Started out by revisiting the idea. Thinking about it and doing some PubMed searches. I just wanted to make sure that it hadn’t been done by anyone, especially the groups that developed the original algorithm. Nothing seems to be there- which is good, because as I said- it’s dirt simple.
Mid-day talked myself out of the idea in it’s original form- it can’t work as simply as I’d thought.
Relay my thoughts to my post-doc who reassured me that it was actually that simple and we could do it the way I originally envisioned. He was right. We talked about the statistics and algorithms for it for awhile.
Got my old code working again. Revised the core bits to handle the new idea. Actually ran some data through on my laptop using a very limited dataset. Looks like it works! So fun to actually be coding again and not just writing papers, grants, emails, or notes. Opened a blank Word document to do some writing. *sigh*
Decided on a tentative title (which will change) and a tentative author list. Myself, the post-doc who I talked with about it, the programmer who coded the parallel version previously, a post-doc who hasn’t worked on it yet, but probably will, and a senior domain expert. Yes, I’m doing this very early on. But as I said, there’s a clear path from here to a paper- it’s not too early.
More testing on the prototype code to make sure that it’s behaving as I think it should. Also coded up an alternative data pre-processing step that seems to be a good idea. Comparing results from both pre-processing methods determine that they give different answers. I’ll have to iron that one out later when working with the real datasets.
Figured out the plan for the project- at least in broad strokes. Run on complete dataset, implement a random permutation strategy to estimate false discovery rate, break up dataset and show how the method works on individual parts of it (this is specific to the problem), find another dataset for validation, write it up. Yes, it’s just that simple.
Discussed an additional very interesting strategy with post-doc number 1 that will really add novelty and hopefully value to the study. Also discussed the permutation strategy in some detail. That will be really important to demonstrate that this actually works.
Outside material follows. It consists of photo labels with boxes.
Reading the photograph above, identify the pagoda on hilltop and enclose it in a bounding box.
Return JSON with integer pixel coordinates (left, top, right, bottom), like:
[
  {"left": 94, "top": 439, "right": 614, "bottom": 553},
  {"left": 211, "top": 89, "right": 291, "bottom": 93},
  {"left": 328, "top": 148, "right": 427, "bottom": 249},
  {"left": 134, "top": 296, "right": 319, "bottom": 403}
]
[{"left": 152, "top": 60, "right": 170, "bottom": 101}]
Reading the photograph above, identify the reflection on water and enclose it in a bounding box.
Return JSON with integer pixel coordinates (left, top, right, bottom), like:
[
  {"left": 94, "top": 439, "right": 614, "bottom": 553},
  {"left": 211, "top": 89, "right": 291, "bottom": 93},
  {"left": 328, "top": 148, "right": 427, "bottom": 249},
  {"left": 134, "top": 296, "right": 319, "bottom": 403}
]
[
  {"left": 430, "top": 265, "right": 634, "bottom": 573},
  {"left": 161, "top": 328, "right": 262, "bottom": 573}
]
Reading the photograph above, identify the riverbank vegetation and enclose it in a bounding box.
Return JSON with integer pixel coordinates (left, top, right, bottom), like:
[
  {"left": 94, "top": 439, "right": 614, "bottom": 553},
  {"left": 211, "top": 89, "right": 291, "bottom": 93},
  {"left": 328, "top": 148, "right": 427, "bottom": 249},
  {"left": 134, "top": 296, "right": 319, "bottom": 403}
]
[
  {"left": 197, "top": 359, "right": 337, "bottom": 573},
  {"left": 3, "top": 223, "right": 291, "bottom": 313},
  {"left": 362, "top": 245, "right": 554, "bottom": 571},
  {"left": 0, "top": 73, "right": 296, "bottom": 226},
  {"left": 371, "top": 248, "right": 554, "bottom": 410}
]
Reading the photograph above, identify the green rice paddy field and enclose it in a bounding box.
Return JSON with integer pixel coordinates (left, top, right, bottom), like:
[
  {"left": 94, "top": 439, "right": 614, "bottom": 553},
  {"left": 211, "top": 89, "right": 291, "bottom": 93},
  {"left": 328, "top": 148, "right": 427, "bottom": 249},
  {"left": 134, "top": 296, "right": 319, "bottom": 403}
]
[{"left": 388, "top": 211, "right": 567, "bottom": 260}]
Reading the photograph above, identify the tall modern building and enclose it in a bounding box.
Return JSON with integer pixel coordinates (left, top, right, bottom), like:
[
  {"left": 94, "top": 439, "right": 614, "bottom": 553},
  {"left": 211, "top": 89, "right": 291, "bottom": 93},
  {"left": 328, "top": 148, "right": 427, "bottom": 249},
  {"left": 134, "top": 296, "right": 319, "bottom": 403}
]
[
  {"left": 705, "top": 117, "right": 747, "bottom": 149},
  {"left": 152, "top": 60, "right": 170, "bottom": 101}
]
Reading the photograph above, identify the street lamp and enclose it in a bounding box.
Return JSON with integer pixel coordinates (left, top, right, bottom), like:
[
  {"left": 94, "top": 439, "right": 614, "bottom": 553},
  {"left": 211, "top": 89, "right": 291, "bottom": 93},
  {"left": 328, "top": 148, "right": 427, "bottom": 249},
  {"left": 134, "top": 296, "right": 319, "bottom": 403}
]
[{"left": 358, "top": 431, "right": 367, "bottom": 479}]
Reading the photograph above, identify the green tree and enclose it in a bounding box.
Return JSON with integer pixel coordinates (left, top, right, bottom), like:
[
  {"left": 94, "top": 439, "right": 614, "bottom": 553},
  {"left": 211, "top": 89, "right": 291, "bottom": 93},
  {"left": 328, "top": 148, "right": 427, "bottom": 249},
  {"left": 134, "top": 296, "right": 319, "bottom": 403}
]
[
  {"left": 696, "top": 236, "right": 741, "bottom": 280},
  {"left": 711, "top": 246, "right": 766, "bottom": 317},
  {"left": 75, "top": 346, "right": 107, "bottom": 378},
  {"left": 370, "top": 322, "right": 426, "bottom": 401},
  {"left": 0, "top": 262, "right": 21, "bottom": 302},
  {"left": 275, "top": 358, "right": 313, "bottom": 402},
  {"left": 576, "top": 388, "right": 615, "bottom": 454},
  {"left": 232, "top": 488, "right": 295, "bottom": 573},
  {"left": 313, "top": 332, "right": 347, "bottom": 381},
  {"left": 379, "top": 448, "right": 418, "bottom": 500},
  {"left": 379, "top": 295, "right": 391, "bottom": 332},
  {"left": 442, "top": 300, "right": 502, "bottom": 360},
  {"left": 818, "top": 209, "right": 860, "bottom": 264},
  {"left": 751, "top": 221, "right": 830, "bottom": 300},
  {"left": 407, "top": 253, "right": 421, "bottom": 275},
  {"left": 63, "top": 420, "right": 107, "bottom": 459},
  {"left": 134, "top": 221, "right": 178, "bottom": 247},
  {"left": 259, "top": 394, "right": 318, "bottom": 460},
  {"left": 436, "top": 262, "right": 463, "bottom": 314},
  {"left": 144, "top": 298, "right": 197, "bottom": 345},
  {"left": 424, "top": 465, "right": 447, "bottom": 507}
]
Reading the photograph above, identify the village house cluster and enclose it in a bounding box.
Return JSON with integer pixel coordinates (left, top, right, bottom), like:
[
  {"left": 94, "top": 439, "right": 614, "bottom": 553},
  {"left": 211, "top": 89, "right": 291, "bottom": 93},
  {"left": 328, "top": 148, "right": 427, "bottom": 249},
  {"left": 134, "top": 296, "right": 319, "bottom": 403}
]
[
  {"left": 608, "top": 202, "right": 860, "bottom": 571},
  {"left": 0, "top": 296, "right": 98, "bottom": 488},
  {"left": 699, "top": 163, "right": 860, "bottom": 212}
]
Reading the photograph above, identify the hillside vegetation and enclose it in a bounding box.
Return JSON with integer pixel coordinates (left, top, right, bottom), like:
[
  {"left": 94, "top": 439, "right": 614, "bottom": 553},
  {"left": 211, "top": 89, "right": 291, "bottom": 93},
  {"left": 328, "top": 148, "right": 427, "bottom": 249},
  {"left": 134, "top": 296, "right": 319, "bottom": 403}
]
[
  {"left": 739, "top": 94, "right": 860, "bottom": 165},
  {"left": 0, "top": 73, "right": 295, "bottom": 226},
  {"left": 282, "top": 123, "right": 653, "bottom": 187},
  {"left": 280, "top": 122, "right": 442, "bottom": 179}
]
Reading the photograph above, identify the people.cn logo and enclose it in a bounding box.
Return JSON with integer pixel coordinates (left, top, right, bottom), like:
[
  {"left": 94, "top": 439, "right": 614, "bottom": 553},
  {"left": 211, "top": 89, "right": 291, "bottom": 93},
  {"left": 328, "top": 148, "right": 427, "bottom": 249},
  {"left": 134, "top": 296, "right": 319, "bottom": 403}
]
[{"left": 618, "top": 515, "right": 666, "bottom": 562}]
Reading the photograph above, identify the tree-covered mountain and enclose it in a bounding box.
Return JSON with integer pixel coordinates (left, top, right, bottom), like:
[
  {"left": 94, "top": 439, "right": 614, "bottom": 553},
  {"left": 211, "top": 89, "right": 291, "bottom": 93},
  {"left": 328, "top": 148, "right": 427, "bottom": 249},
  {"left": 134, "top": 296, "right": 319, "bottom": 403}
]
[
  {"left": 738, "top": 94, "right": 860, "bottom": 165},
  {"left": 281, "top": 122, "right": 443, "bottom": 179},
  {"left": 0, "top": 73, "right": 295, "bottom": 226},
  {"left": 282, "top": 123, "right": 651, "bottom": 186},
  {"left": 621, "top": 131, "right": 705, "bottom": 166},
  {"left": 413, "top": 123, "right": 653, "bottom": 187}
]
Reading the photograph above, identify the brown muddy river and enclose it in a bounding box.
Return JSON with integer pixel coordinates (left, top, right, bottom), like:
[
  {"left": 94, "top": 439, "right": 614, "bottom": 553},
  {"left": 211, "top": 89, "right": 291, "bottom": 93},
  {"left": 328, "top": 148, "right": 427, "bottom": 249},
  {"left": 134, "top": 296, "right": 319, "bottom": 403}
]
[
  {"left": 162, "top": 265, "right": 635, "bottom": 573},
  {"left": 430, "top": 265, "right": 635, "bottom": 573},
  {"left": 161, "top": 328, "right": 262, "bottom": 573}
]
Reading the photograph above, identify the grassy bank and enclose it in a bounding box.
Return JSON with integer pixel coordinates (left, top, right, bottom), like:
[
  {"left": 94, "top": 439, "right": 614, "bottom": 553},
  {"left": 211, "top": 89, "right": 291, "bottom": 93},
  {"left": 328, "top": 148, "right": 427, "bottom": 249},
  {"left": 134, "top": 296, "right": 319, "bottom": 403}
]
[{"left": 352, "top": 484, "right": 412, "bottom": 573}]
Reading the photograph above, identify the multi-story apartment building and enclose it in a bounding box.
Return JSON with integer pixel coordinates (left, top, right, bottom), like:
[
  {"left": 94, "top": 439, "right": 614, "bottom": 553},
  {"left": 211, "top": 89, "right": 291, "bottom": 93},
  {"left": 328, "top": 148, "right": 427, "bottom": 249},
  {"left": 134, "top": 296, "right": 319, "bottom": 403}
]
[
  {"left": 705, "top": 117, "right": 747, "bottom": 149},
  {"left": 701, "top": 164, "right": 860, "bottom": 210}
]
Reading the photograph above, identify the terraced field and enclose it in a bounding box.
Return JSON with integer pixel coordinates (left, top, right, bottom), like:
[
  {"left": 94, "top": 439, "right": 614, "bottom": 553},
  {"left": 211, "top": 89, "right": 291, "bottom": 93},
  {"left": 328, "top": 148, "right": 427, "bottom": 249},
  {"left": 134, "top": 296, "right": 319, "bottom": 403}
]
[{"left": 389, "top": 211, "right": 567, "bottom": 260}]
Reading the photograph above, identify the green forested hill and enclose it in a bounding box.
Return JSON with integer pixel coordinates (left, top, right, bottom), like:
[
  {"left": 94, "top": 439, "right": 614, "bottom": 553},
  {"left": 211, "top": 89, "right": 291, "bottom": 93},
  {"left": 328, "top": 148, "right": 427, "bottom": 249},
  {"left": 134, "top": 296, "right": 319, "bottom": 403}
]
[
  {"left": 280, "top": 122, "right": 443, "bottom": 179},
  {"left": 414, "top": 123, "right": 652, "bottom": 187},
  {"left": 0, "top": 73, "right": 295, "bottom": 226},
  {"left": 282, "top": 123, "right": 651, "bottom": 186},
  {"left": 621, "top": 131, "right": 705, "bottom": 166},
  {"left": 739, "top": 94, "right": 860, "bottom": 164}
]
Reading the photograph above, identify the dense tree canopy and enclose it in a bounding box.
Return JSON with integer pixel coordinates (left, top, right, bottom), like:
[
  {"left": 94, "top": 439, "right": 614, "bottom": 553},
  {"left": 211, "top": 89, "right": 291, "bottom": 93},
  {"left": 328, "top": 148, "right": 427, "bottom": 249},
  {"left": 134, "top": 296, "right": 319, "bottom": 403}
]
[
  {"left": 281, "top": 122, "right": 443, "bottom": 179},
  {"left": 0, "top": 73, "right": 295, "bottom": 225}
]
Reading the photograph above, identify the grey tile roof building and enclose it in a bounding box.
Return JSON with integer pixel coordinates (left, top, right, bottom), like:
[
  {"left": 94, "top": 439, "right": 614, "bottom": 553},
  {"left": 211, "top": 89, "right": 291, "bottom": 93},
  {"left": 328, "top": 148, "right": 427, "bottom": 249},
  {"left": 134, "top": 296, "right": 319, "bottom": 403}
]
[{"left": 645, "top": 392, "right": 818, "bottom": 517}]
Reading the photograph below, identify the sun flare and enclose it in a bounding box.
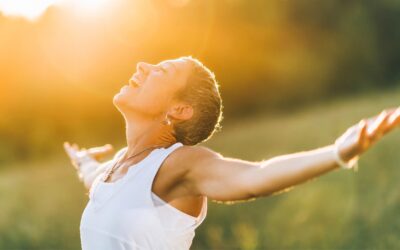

Spent most of the day revising the code for the parallel implementation to get the new ideas and testing it out on our cluster to see if it works. Slow progress, but finally got the entire thing to run! I did a couple of test runs using a limited dataset and only running on 2 nodes. When those worked I did the whole shebang. Finished in about an hour on 60 nodes, which is really pretty impressive given what it’s doing. Definitely a win!
Now to work on putting some words down for the Introduction section. I also like to outline the results section by generally writing about how I think it will go in a glorified outline. I’ve posted about this process previously here.